若林正恭『表参道のセレブ犬とカバーニャ要塞の野良犬』(KADOKAWA、2017)

タイトルに惹かれて手に取った。

まったくTVを見ないわけではないから、若林正恭が漫才師であることは知っている。彼らの漫才も見たことがある。あまり面白いとは思わなかったが、台本を書く若林は本好きでもあり、BSでは小説家たちとのトークショウも持っている(その成果が本にもなっている)こともかろうじて知っている。
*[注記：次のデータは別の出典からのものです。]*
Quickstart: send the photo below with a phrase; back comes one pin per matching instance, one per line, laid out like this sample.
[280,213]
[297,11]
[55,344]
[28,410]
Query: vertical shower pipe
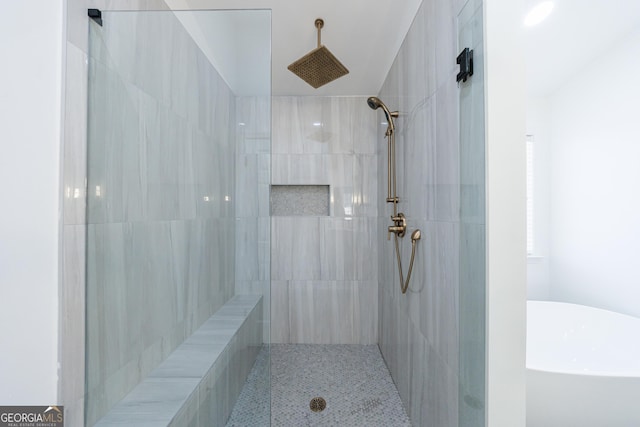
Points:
[399,221]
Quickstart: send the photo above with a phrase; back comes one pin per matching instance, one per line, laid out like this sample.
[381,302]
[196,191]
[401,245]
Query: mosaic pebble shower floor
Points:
[353,380]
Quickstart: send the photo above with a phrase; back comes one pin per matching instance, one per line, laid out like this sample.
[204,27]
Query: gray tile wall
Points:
[160,189]
[324,274]
[253,176]
[419,331]
[71,386]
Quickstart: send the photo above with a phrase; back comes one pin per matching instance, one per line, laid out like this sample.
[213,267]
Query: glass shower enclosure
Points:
[178,239]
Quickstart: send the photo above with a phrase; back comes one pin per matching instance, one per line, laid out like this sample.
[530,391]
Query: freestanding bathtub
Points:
[583,366]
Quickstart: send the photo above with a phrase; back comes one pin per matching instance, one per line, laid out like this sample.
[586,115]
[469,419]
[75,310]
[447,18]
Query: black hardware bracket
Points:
[96,15]
[465,59]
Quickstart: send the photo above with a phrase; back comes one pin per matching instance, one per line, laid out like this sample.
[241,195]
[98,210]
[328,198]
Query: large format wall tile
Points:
[161,189]
[419,331]
[324,270]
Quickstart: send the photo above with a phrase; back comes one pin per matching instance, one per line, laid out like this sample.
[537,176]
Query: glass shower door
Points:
[175,239]
[471,392]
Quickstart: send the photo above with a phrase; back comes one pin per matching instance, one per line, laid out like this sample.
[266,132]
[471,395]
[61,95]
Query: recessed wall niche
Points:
[300,200]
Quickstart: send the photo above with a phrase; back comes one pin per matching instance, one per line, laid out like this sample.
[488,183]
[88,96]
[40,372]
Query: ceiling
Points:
[365,35]
[575,34]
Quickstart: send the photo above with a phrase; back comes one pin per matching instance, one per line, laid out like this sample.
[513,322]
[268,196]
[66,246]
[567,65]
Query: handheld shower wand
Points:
[399,226]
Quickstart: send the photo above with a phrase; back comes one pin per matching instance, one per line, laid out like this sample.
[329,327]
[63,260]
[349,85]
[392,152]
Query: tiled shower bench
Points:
[199,383]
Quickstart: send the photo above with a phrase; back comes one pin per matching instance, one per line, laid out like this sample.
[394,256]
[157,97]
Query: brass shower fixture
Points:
[399,227]
[319,66]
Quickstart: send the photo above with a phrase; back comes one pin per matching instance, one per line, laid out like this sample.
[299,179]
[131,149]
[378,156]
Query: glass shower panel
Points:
[472,227]
[177,246]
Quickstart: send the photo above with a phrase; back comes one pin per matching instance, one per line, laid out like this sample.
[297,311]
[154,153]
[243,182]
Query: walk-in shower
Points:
[399,227]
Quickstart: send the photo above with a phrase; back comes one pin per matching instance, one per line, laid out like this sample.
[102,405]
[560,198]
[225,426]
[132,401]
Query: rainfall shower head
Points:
[319,66]
[375,103]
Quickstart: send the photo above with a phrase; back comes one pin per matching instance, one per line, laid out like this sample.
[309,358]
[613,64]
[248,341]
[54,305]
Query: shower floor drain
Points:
[317,404]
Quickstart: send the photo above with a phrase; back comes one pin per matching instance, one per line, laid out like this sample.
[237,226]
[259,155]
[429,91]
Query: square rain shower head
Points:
[319,66]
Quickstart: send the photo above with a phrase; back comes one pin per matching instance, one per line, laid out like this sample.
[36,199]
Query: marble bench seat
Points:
[198,384]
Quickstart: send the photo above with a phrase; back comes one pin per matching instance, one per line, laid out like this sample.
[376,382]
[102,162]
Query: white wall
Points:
[506,264]
[539,128]
[595,195]
[30,106]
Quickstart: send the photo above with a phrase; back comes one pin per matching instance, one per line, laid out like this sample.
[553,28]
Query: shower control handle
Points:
[399,227]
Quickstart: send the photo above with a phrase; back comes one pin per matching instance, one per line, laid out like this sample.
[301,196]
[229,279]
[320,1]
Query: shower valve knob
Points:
[399,226]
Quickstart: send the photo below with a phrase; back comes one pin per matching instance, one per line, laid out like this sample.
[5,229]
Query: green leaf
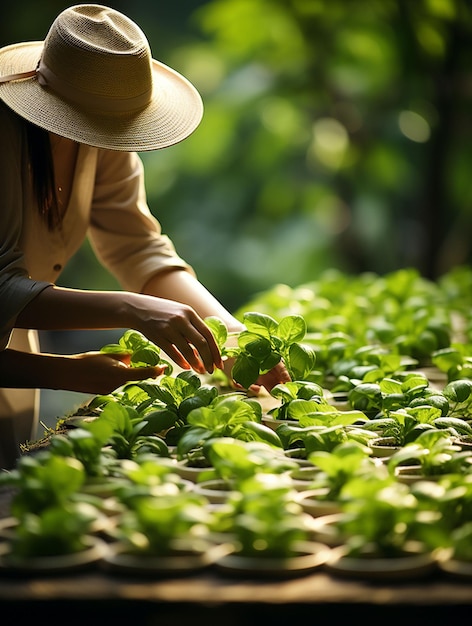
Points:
[245,370]
[260,324]
[300,360]
[292,328]
[218,329]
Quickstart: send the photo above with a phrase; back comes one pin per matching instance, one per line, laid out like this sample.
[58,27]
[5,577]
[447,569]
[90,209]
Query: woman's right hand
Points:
[180,332]
[101,373]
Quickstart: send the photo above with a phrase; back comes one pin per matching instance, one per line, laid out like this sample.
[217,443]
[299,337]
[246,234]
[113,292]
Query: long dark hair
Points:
[42,173]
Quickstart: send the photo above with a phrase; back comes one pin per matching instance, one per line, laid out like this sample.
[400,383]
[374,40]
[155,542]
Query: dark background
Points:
[337,133]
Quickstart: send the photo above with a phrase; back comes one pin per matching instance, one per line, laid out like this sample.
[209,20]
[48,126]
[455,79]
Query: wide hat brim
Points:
[174,112]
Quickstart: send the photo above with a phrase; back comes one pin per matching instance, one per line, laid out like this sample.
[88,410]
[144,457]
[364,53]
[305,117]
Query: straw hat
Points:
[93,80]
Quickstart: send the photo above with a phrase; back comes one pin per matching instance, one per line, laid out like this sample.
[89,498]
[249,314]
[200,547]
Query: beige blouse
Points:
[107,204]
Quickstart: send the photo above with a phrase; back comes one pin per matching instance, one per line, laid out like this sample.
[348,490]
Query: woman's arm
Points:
[91,372]
[173,326]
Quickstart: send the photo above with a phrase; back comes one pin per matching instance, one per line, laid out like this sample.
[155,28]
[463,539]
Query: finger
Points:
[182,354]
[206,346]
[122,357]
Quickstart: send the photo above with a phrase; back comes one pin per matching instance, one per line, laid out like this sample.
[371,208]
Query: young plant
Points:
[157,524]
[142,352]
[264,517]
[263,344]
[228,416]
[435,453]
[379,516]
[235,460]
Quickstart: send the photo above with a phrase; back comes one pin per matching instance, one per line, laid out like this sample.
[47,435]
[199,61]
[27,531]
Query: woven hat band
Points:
[90,101]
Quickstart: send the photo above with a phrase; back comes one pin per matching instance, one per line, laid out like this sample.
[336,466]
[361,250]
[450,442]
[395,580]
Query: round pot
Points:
[312,501]
[95,550]
[308,556]
[184,558]
[452,566]
[383,447]
[414,563]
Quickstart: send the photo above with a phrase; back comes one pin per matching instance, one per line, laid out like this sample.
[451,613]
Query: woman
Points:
[74,111]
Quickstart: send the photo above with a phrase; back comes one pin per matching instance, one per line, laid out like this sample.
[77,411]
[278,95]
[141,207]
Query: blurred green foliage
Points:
[337,133]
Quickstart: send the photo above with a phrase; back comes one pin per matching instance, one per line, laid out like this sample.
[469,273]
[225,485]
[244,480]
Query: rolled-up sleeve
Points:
[17,289]
[126,237]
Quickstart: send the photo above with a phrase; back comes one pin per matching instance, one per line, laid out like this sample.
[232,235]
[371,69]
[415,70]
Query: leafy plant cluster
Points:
[130,447]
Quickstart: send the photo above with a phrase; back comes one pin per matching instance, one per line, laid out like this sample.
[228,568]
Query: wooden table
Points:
[210,598]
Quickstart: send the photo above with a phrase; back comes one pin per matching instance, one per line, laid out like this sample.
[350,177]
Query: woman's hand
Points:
[100,373]
[89,372]
[275,376]
[180,332]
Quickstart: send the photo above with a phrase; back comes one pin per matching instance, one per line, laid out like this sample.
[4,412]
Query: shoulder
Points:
[115,163]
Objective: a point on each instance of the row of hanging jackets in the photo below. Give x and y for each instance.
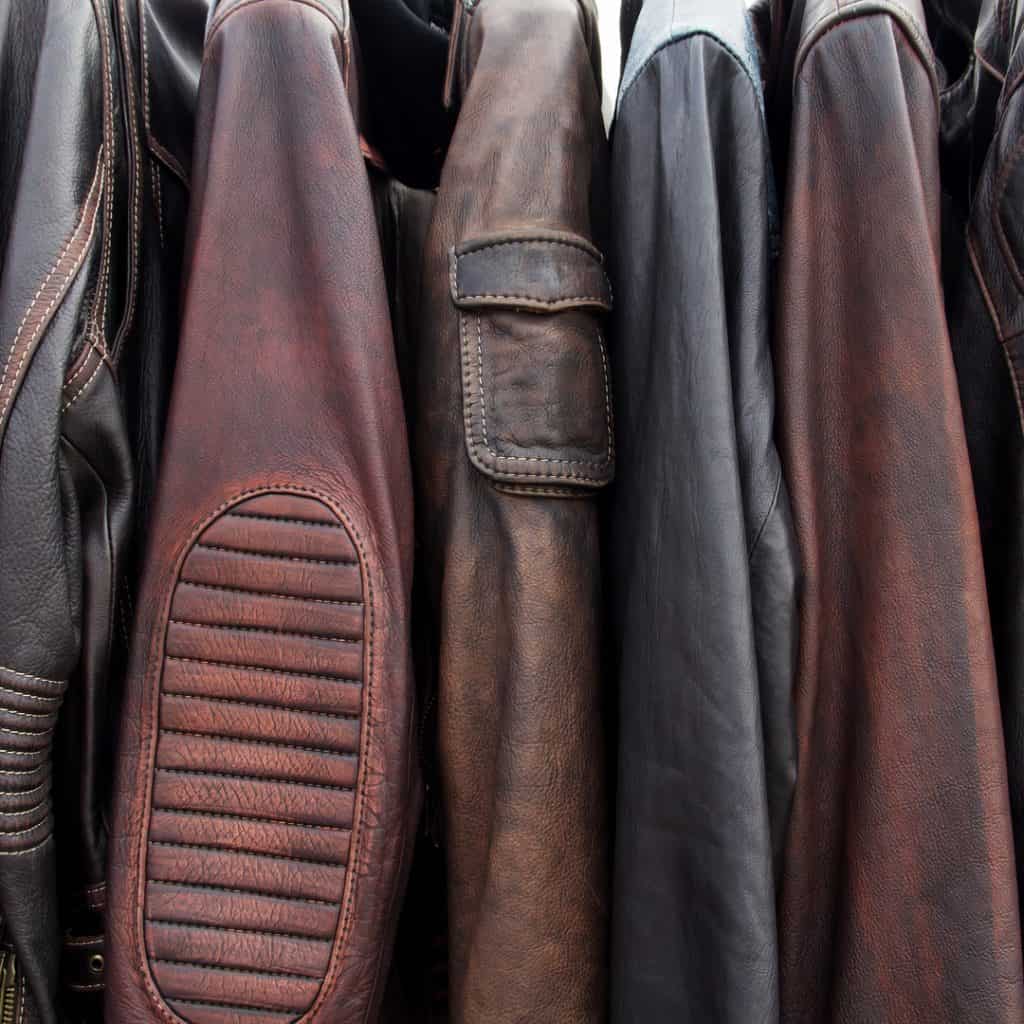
(457, 567)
僕の若林正恭に関する予備知識はその程度だ。若林正恭のキューバに関する予備知識より少しは多いと思う。若林は、ほとんど予備知識もなくキューバ行きを決意する。最初、旅行代理店で動機を尋ねられ、アメリカとの国交が回復したから、と適当に答えては、皆さんそう言う、と返される。しかし、しばらくしてから、家庭教師に新自由主義の概念を学び、自らの人生を振り返り、新自由主義に侵されていない社会に行きたくなったから、との動機を明かす。そして最後の最後に、本当の動機を明かすのだが、それはここでは書かないでおこう。泣いちゃうから。

ともかく、そんなわけで、さしたる予備知識もなく、バウチャーひとつで本当にホテルの予約ができたのかと不安に思いながらも、やっと取れたチケットを手に若林はハバナに向かう。

さて、新自由主義体制の浸透である種の疎外感を味わったことが冒頭に明かされて始まるのだが、それでも若林は芸人として、TVタレントとして言わば傍系とはいえ勝ち組に収まったのだな、と思えるのは、彼がハバナでガイドを頼んでいるからだ。僕はそんなものに頼って旅行したことはない。

でも、そのガイドの描写が面白い。初日に頼んだのはマルチネスという、流暢な日本語をしゃべるキューバ人。彼は案内すべき箇所についての説明は饒舌にこなすのだが、いったん、そうした場を離れると無口になってしまう。

「革命博物館まで何分ぐらいですか?」
「……15フングライ」
 また無言。
「暑いですね」
「……オヒルハモットアツクナル」
 それから革命博物館に着くまで二人はずっと無言だった。
 ぼくは気づいた。
「マルチネス、人見知りだわ」(65-66)

若林は、そういえば、『社会人大学人見知り学部 卒業見込み』という本を書いているのだった。人見知りは人見知りを知る。そして人見知りにやさしい。そんな人見知り芸人の人見知りガイドに対する心遣いが暖かい。人見知り読者としては何だかほっとする。日本のガイドブックを見せたら1cuc(兌換ペソ)と1センターボの写真キャプションが逆であることを教えられ、この間違いに気づかず、10cucをチップとして置いてきたことを笑い話として提供する。「それからマルチネスは気持がほぐれたのかよく喋るようになった。マルチネスが明るくなったから10cucも痛くないなと納得した」(91)。「公式レートでは現地の人の1ヶ月弱の収入にあたる」額をチップにしてしまったことを「痛くない」と感じるほどにマルチネスを明るくさせたかったのだから、やさしいのだ。あるいは、人を笑わせることを職業とするお笑い芸人のプロ意識が感じられるのだ。(一方で、やはり勝ち組なのだとも思う)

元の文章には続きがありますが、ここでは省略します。